Hello, thanks for your reply. Our two DCs are not going across a WAN, they are actually on the same campus just different buildings, so it should be still just a LAN network, so the SDK should be fine as the latency isn’t that of a WAN at all. We had considered trying to do the same design with another DC in a different city but that latency did worry us and now you’ve confirmed its not a great design nor supported.

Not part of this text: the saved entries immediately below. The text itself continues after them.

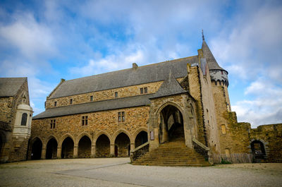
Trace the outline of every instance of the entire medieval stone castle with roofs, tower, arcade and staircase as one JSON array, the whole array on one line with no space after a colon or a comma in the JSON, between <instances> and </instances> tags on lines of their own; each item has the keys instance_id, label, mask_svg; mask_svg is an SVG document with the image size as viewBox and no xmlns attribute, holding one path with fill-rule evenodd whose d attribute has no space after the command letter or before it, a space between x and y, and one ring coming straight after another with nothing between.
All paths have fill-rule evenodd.
<instances>
[{"instance_id":1,"label":"entire medieval stone castle with roofs, tower, arcade and staircase","mask_svg":"<svg viewBox=\"0 0 282 187\"><path fill-rule=\"evenodd\" d=\"M282 124L238 123L228 84L204 37L195 56L61 79L33 117L27 78L0 78L0 161L282 162Z\"/></svg>"}]
</instances>

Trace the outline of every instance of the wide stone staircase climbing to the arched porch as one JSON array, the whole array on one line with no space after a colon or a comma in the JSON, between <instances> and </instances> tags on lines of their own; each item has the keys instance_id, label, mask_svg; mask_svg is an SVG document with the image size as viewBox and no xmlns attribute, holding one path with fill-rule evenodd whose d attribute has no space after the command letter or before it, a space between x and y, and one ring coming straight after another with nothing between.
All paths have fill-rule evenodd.
<instances>
[{"instance_id":1,"label":"wide stone staircase climbing to the arched porch","mask_svg":"<svg viewBox=\"0 0 282 187\"><path fill-rule=\"evenodd\" d=\"M159 145L157 149L147 152L136 159L134 165L172 166L172 167L208 167L209 162L194 150L185 146L183 138Z\"/></svg>"}]
</instances>

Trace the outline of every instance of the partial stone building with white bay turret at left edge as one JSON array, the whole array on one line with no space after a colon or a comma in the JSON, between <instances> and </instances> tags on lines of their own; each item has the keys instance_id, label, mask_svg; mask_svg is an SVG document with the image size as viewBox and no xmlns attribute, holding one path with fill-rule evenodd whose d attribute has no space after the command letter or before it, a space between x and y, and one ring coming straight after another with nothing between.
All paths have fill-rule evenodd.
<instances>
[{"instance_id":1,"label":"partial stone building with white bay turret at left edge","mask_svg":"<svg viewBox=\"0 0 282 187\"><path fill-rule=\"evenodd\" d=\"M27 78L0 78L0 162L27 159L32 112Z\"/></svg>"}]
</instances>

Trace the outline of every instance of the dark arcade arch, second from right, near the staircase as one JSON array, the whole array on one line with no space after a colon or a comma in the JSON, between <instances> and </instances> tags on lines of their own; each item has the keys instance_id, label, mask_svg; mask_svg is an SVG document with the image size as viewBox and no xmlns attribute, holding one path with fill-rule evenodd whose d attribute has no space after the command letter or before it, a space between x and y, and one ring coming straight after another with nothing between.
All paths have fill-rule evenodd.
<instances>
[{"instance_id":1,"label":"dark arcade arch, second from right, near the staircase","mask_svg":"<svg viewBox=\"0 0 282 187\"><path fill-rule=\"evenodd\" d=\"M117 150L115 150L116 157L129 157L130 155L130 139L128 135L125 133L120 133L116 136L115 146Z\"/></svg>"}]
</instances>

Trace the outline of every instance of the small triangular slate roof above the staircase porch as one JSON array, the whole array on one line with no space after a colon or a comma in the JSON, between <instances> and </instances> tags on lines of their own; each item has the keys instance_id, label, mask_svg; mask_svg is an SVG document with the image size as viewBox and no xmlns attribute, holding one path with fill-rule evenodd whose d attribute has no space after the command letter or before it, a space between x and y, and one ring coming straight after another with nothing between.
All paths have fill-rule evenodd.
<instances>
[{"instance_id":1,"label":"small triangular slate roof above the staircase porch","mask_svg":"<svg viewBox=\"0 0 282 187\"><path fill-rule=\"evenodd\" d=\"M164 83L161 84L159 90L151 97L150 99L157 98L157 97L164 97L168 95L177 95L181 93L186 93L176 78L174 78L171 73L168 75Z\"/></svg>"}]
</instances>

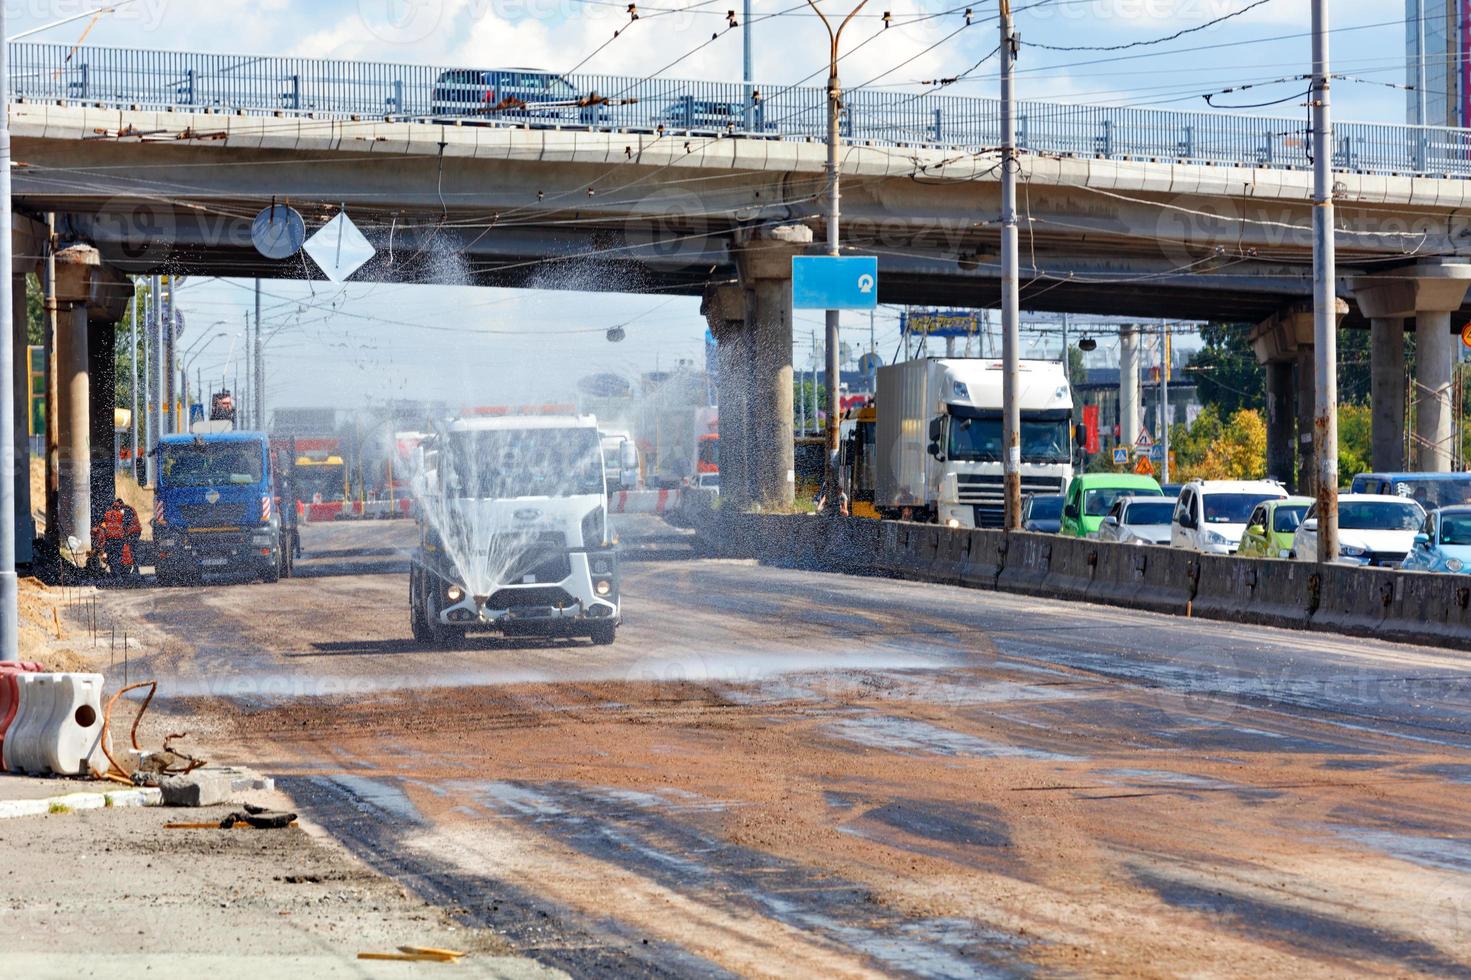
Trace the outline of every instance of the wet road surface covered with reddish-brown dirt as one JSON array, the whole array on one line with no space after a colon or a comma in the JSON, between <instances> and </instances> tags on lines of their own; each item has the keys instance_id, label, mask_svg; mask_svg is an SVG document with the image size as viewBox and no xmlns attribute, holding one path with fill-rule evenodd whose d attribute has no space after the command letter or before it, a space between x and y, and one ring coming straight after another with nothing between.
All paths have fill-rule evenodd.
<instances>
[{"instance_id":1,"label":"wet road surface covered with reddish-brown dirt","mask_svg":"<svg viewBox=\"0 0 1471 980\"><path fill-rule=\"evenodd\" d=\"M612 647L415 645L403 522L103 605L165 724L577 976L1471 976L1461 655L621 530Z\"/></svg>"}]
</instances>

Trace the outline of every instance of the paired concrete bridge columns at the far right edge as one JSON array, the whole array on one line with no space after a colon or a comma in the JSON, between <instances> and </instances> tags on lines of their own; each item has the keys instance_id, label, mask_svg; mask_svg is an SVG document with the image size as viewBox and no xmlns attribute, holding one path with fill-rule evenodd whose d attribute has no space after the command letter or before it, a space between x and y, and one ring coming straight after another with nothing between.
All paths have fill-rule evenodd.
<instances>
[{"instance_id":1,"label":"paired concrete bridge columns at the far right edge","mask_svg":"<svg viewBox=\"0 0 1471 980\"><path fill-rule=\"evenodd\" d=\"M1374 468L1393 469L1381 464L1402 459L1397 450L1399 438L1392 436L1389 425L1397 422L1396 434L1403 433L1403 388L1397 378L1403 371L1403 356L1395 356L1396 344L1387 337L1380 349L1380 321L1415 318L1415 433L1414 462L1422 471L1450 469L1455 419L1452 418L1450 388L1455 374L1455 346L1450 338L1450 313L1461 309L1471 287L1471 263L1450 259L1430 259L1400 269L1353 280L1353 299L1359 310L1374 322ZM1386 333L1392 327L1386 324ZM1393 374L1392 380L1389 375ZM1383 416L1383 424L1381 424ZM1383 431L1381 431L1383 425ZM1395 449L1392 449L1395 443ZM1403 461L1402 462L1408 462Z\"/></svg>"}]
</instances>

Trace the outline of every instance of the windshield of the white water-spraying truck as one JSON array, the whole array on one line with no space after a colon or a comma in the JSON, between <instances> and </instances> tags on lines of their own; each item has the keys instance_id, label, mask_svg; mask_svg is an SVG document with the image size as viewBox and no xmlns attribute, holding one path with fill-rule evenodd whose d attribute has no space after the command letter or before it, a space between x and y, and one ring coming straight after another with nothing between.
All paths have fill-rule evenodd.
<instances>
[{"instance_id":1,"label":"windshield of the white water-spraying truck","mask_svg":"<svg viewBox=\"0 0 1471 980\"><path fill-rule=\"evenodd\" d=\"M594 428L452 433L441 480L462 497L571 497L603 493L603 453Z\"/></svg>"}]
</instances>

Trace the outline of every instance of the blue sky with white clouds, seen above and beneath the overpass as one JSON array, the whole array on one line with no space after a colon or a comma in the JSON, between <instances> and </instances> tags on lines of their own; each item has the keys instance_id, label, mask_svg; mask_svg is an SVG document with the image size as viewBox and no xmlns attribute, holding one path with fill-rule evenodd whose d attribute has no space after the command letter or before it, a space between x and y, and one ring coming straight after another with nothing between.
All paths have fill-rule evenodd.
<instances>
[{"instance_id":1,"label":"blue sky with white clouds, seen above and beneath the overpass","mask_svg":"<svg viewBox=\"0 0 1471 980\"><path fill-rule=\"evenodd\" d=\"M1178 40L1118 52L1043 50L1037 46L1115 46L1159 38L1250 7L1252 0L1012 0L1022 34L1018 94L1071 103L1206 109L1206 93L1224 104L1286 99L1253 112L1300 119L1293 77L1309 68L1308 0L1269 0L1242 16ZM627 0L132 0L100 18L88 44L169 50L352 57L432 65L521 65L584 72L647 75L688 54L665 75L738 79L741 32L716 41L725 10L737 0L649 0L630 24ZM9 0L9 32L38 26L97 6L96 0ZM822 3L824 10L846 10ZM872 0L844 35L853 54L843 62L852 85L881 78L912 87L956 75L994 49L996 1L977 0L972 26L949 0ZM1034 7L1034 9L1028 9ZM881 15L891 13L888 29ZM1336 72L1352 81L1334 88L1339 119L1402 122L1406 93L1403 3L1333 0ZM949 13L946 13L949 12ZM752 19L758 81L793 82L819 71L825 35L806 7L790 0L755 0ZM924 19L921 19L924 18ZM31 40L75 43L78 21ZM621 34L616 40L613 31ZM602 50L600 46L608 43ZM703 47L700 47L703 44ZM1277 79L1284 79L1278 84ZM994 65L947 91L996 94ZM237 331L252 303L238 283L196 281L188 288L191 324ZM269 283L271 397L284 403L359 405L371 397L427 396L453 386L466 400L555 397L591 371L635 374L658 362L703 356L705 325L694 299L568 291L500 291L466 287ZM380 319L375 319L380 318ZM434 327L463 322L475 337ZM606 327L630 322L628 340L609 344ZM221 324L221 325L213 325ZM422 327L418 327L421 325ZM799 313L799 362L809 356ZM488 333L497 331L497 333ZM559 331L552 340L546 331ZM866 344L866 316L852 318ZM878 347L887 359L897 327L880 315ZM229 377L240 344L210 341L199 365ZM450 365L446 368L446 365ZM528 366L535 369L528 369Z\"/></svg>"}]
</instances>

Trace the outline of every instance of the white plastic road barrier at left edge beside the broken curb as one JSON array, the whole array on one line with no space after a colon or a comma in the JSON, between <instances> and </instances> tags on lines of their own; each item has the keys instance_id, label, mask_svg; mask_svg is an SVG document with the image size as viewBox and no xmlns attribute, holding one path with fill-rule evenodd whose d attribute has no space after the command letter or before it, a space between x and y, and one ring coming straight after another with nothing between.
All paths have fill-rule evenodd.
<instances>
[{"instance_id":1,"label":"white plastic road barrier at left edge beside the broken curb","mask_svg":"<svg viewBox=\"0 0 1471 980\"><path fill-rule=\"evenodd\" d=\"M10 773L81 775L101 761L101 674L18 674L19 703L4 737Z\"/></svg>"}]
</instances>

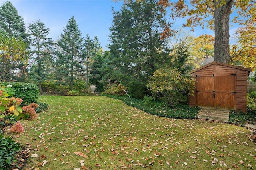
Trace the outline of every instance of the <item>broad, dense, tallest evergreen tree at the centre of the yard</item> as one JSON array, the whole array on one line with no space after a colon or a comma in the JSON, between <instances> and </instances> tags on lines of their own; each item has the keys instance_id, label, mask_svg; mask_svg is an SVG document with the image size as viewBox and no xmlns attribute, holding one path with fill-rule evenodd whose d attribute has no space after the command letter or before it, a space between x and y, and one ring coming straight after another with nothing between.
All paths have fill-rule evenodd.
<instances>
[{"instance_id":1,"label":"broad, dense, tallest evergreen tree at the centre of the yard","mask_svg":"<svg viewBox=\"0 0 256 170\"><path fill-rule=\"evenodd\" d=\"M109 71L134 97L142 98L149 76L170 63L166 44L172 31L166 11L158 0L131 0L113 14L108 47L115 69Z\"/></svg>"}]
</instances>

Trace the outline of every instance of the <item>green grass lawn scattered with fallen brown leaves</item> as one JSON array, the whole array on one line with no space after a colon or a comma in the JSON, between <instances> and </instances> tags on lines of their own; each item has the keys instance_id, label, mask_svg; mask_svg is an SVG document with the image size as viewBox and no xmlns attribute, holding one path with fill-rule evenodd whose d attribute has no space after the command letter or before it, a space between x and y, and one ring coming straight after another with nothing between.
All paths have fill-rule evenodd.
<instances>
[{"instance_id":1,"label":"green grass lawn scattered with fallen brown leaves","mask_svg":"<svg viewBox=\"0 0 256 170\"><path fill-rule=\"evenodd\" d=\"M40 96L50 108L14 140L23 169L256 169L251 131L226 123L157 117L104 96Z\"/></svg>"}]
</instances>

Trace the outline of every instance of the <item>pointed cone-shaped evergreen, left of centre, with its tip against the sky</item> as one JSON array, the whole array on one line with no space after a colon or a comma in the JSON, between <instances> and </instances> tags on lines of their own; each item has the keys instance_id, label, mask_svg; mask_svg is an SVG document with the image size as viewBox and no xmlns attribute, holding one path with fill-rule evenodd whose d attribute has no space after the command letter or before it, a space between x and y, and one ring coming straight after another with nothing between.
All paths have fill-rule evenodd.
<instances>
[{"instance_id":1,"label":"pointed cone-shaped evergreen, left of centre, with its tip against the sky","mask_svg":"<svg viewBox=\"0 0 256 170\"><path fill-rule=\"evenodd\" d=\"M62 76L68 76L70 89L73 88L74 76L80 75L84 70L84 57L82 56L81 32L78 29L76 20L72 16L63 29L57 43L60 50L57 51L57 64L59 64Z\"/></svg>"}]
</instances>

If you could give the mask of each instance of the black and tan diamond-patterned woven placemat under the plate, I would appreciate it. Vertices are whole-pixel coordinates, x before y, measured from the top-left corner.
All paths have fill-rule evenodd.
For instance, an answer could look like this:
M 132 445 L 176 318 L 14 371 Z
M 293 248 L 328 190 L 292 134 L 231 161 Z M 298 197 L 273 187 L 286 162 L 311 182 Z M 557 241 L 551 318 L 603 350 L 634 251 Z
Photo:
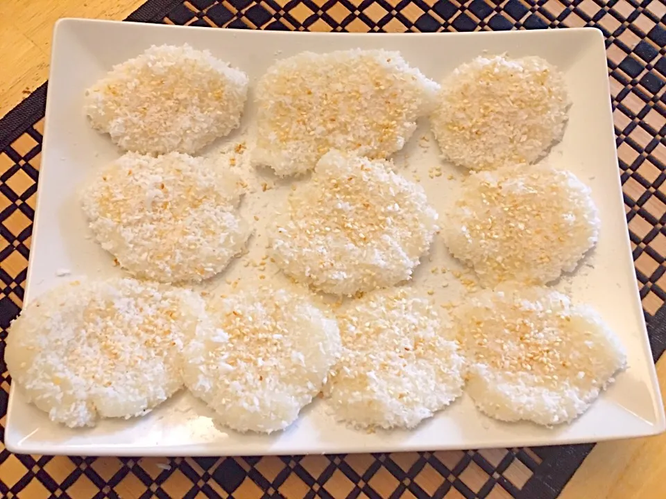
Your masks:
M 133 21 L 357 32 L 595 26 L 606 37 L 636 274 L 656 360 L 666 342 L 666 5 L 663 0 L 150 0 Z M 46 85 L 0 120 L 0 358 L 22 304 Z M 0 432 L 10 378 L 0 360 Z M 45 457 L 0 449 L 0 496 L 555 498 L 592 448 L 240 458 Z

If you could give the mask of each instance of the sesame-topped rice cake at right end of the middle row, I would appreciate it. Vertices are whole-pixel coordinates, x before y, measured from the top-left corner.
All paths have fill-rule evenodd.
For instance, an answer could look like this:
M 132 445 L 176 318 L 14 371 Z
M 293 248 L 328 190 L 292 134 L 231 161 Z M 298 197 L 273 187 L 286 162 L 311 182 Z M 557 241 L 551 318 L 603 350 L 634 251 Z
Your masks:
M 450 252 L 486 286 L 543 284 L 572 272 L 601 224 L 590 188 L 544 164 L 472 173 L 443 220 Z

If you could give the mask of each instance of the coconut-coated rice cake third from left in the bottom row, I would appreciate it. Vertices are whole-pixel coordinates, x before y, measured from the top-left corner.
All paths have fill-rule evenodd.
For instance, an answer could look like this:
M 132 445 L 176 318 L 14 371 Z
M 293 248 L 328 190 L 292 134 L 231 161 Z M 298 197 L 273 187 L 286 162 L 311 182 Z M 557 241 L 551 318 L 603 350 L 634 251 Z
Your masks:
M 462 394 L 465 362 L 425 298 L 381 290 L 338 317 L 343 351 L 327 386 L 334 417 L 355 428 L 414 428 Z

So we have in mind is the app servers are here at our main location in DC1, we have one cluster of CB in DC1 and one in DC2 (which is still here just a different building), we’ll have the developers write the code using the SDK to point to DC1 until it can no longer reach any nodes there, then start using the DC2 CB. Again, all on same campus, same LAN (different subnets), but all in all just like having 2 different instances of CB to point to locally.


#6

No data replicated between the clusters? Is this being used mainly as a cache?


#7

Yes, I guess you can say that, they are just storing keys in Couchbase, so there would be no replicating between clusters, thats how the IT manager wants us to test and see if it can work. We’ve kind of already proven it can work, we had an older 4.5 CB cluster that we migrated off of, to our newer 5.1 CB cluster, well one day right during a heavy load time, the cluster cascade failed on us, from 1, to 2, then 3 nodes lost, we quickly had our build release team point the web configs back to the 4.5 cluster that was still up and running and were able to get our application back online within 15 mins. So he’s wanting a similar scenario that we can use if that were to happen again. I’ve tried to explain to him the XDCR but he doesn’t want any of the data that could possibly corrupt one cluster, to get copied over to the other. Since its just storing/caching keys, this scenario is what he’s after, a hot/hot, with hopefully some logic in the SDK or adapters that will do a health check with one set of IPs in the cluster and if it can’t talk to them, fail over and use the 2nd set of IPs.


#8

Thanks. I guess I’m not sure how this “write once, read never” data will be used, but what you describe should be possible. If writes to one cluster aren’t good, start writing to another. :slight_smile:

Regarding health check, note that the SDKs have two functions for that. The one most useful here is a ping() which will check all expected-to-be-active services on all nodes for an SDK instance. That might be useful to you. See the docs for details.


#9

Hello, so to my best understanding of our developers code, its not write once, never read, its used as just a cache, so they write, and read, and mutate, and all documents will have a TTL of something other than 0. So the deal is the data is not intended to be source data. We just need to have CB available to use. The cluster aware feature would be nice but its not ready for PHP SDK yet, otherwise that would be our choice. I think one of our top developers has written some code that will test a few nodes in Cluster 1, if it can’t find them will start moving all the webservers to point to Cluster 2 of Couchbase, then check back for Cluster 1 again later.

We had professional services out this week, we are expanding our clusters too, by a lot. So we’ll have 2 clusters with 4 nodes each, in two different Data Centers.

Now I need to figure out if we can ditch ElasticSearch and have the devs start using the new Search features in Couchbase instead?!